Ebenfalls die vierte Kirchensanierung ist es für den Bauherren, Pfarrer Wolfram Albert aus Lauterbach. In seiner Amtszeit hat er alle Kirchen sanieren lassen. Die in Lauterbach, in Bühlau und in Oberottendorf sind fertig . Als Letztes ist das Rückersdorfer Kirchendach dran.

„Eine weitere Kirche werde ich als Pfarrer nicht mehr sanieren lassen. Aber einige neue Bauprojekte gibt es schon“, sagt er. Und er verweist auf die Besonderheiten in seiner Kirchgemeinde. Anders als in den Nachbarorten habe er in seiner Gemeinde keine Leitkirche. „Wir wollen hier nichts zentralisieren. Jede Gemeinde soll auch ihre eigene Kirche als gleichwertiges Gotteshaus behalten. Das stellt uns natürlich vor große Herausforderungen.“ Schließlich muss er auch baulich alle Kirchen gleich behandeln.

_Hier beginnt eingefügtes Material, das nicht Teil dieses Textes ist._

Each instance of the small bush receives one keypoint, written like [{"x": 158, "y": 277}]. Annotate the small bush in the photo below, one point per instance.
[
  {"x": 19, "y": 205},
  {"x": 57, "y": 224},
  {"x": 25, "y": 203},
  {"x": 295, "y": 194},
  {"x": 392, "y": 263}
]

Und das kostet. Allein für die Sanierung des Rückersdorfer Kirchendaches hat er rund 260 000 Euro veranschlagt. Für das Bauprojekt bekommt er 80 Prozent der Kosten aus dem Leader-Programm gefördert. Doch auch die Eigenmittel müssen da sein. „Wenn ich jetzt so hier stehe und schaue, denke ich: Wo ist nur das ganze Geld hin“, sagt Pfarrer Albert. Denn das Kirchendach hat schon einiges verschlungen.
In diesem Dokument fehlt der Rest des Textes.